A publicação de Angeli também despertou o gosto de Benett pelos jornais, que passou a lê-los freqüentemente a fim de entender as piadas por completo. "Queria saber por que faziam tantas charges de determinadas pessoas, o que me levou a ler jornais para entender o contexto dos quadrinhos. Foi um processo de conscientização política", explica.

Sua primeira tira foi publicada aos 16 anos, em um jornal de bairro de sua cidade-natal. Pouco tempo depois o cartunista trabalhou para outro jornal ponta-grossense, de onde foi demitido um mês depois, graças a uma tira que parodiava a Via Sacra. "Não dá para mexer com religião, as pessoas não gostam. Mas fui inocente, achei que podia fazer tudo", justifica-se. Após cursar Jornalismo na Universidade Estadual de Ponta Grossa, Benett partiu para Curitiba, em busca de um emprego como cartunista, que encontrou no extinto jornal Primeira Hora, de onde acabou transferido para a Gazeta do Povo.

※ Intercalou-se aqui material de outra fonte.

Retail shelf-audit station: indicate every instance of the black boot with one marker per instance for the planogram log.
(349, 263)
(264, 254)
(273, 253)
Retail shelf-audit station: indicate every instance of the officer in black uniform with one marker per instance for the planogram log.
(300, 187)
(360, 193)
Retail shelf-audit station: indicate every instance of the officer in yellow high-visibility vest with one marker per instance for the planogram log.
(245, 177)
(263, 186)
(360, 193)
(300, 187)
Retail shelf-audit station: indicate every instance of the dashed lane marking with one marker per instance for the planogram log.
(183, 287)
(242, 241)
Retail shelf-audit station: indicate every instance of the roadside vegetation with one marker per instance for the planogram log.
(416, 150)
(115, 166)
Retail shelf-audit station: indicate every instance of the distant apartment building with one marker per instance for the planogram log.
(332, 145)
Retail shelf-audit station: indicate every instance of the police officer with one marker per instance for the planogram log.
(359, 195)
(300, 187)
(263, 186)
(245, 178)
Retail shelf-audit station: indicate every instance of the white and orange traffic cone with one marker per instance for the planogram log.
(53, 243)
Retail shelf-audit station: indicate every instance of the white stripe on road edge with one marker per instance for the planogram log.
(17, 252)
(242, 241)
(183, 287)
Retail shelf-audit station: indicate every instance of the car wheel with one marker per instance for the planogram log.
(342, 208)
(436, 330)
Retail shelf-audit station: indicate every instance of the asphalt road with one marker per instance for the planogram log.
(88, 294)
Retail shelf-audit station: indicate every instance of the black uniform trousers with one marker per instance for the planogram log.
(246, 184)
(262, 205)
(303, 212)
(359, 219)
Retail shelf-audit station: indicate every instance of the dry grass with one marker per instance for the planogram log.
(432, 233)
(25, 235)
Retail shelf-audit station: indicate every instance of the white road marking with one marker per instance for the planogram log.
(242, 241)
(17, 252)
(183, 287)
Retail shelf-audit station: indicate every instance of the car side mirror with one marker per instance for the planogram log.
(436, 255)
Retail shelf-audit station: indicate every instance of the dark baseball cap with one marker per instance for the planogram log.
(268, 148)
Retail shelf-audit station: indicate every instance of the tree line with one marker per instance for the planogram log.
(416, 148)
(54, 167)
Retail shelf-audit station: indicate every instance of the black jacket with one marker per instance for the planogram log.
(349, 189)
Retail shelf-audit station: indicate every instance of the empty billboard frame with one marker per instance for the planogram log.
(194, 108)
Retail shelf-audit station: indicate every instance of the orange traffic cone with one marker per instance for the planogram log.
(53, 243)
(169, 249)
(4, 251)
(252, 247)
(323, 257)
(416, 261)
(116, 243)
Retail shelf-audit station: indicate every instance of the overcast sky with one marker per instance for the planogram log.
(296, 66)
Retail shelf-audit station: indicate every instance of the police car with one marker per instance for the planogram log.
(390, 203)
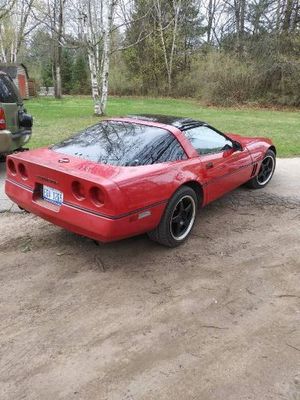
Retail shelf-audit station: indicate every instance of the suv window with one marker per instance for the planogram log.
(206, 140)
(123, 144)
(8, 92)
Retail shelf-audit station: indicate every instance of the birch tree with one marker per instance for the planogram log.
(168, 52)
(15, 25)
(97, 22)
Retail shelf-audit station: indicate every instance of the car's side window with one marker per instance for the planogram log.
(206, 141)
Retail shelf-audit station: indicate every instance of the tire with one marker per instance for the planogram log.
(178, 219)
(265, 172)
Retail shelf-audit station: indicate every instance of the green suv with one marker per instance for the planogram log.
(15, 123)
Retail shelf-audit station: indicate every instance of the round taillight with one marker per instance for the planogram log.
(23, 171)
(96, 196)
(78, 190)
(11, 166)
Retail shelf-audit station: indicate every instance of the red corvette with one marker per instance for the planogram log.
(126, 176)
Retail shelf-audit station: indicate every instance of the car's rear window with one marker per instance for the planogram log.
(123, 144)
(8, 92)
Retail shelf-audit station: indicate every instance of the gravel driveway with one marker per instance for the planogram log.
(217, 318)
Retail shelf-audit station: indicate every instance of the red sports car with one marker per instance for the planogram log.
(145, 173)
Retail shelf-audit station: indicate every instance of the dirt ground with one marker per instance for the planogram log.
(216, 319)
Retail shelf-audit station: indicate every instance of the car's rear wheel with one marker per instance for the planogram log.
(265, 172)
(178, 219)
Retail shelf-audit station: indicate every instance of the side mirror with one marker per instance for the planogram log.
(237, 146)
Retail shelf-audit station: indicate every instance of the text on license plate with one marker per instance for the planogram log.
(53, 195)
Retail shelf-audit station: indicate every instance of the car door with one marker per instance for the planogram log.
(225, 165)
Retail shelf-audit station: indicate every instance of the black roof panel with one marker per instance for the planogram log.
(178, 122)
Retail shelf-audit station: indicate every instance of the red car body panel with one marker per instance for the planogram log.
(133, 198)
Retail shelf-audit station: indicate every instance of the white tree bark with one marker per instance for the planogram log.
(168, 55)
(106, 57)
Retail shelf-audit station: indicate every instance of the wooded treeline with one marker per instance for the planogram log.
(221, 51)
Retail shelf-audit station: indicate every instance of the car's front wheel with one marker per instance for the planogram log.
(178, 219)
(265, 172)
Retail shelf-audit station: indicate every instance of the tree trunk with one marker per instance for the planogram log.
(288, 15)
(106, 58)
(94, 80)
(58, 61)
(210, 20)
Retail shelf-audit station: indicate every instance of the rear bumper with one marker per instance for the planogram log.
(84, 222)
(12, 141)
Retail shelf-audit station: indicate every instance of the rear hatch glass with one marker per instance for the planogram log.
(123, 144)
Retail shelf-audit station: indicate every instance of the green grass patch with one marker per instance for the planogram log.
(55, 120)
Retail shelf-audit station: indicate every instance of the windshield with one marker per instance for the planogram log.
(123, 144)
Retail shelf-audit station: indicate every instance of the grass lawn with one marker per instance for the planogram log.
(57, 119)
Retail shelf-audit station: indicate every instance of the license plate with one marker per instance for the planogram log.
(52, 195)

Atualmente, além de comemorar o prêmio de Piracicaba após três anos consecutivos de tentativas frustradas – Benett chegou a receber uma menção honrosa do concurso em 2003 –, o cartunista batalha por mais um de seus sonhos: a publicação da revista Zongo Comix. Com data de lançamento prevista para o próximo dia 21, pela Travessa dos Editores, a Zongo terá quatro edições por ano, com distribuição em bancas do Sul e de São Paulo e Rio de Janeiro. "A idéia é que ela seja uma revista autoral, de personalidade e com um proposta libertária", descreve, destacando que, além de quadrinhos, a publicação irá contar com esquetes e trabalhos de colaboradores.

Referências

Ser engraçado todos os dias não é das tarefas mais fáceis. Para manter a inspiração em dia, Benett dedica-se a sessões diárias de tevê, em que assiste a filmes, seriados e programas semanais dos canais abertos. "As pessoas me vêem sentado no sofá, me matando de dar risada. Um tempo depois estou sentado ao sol, lendo um quadrinho. Acham que estou vagabundeando, mas, na verdade, é uma espécie de trabalho", explica.

* Confira abaixo um Top 5 das principais referências do cartunista, na linha "rir para fazer rir".

Woody Allen Cineasta nova-iorquino, diretor de filmes como Noivo Neurótico, Noiva Nervosa, Manhattan e o mais recente Igual a Tudo na Vida.

Irmãos Marx Quinteto de irmãos nova-iorquinos precursores da comédia rasgada, nos anos 30. Principal referência de Woody Allen.

Charles M. SchulzCriador das tirinhas da turma Peanuts, da qual faz parte o beagle Snoopy.

Angeli Cartunista paulistano criador da tira Chiclete com Banana, além de personagens como Rê Bordosa, Bob Cuspe, Os Skrotinhos Wood & Stock, entre outros.

Frajola (Sylvester)Gato dos desenhos da Warner Brothers, que se mete em confusões ao tentar devorar o inocente Piu-Piu.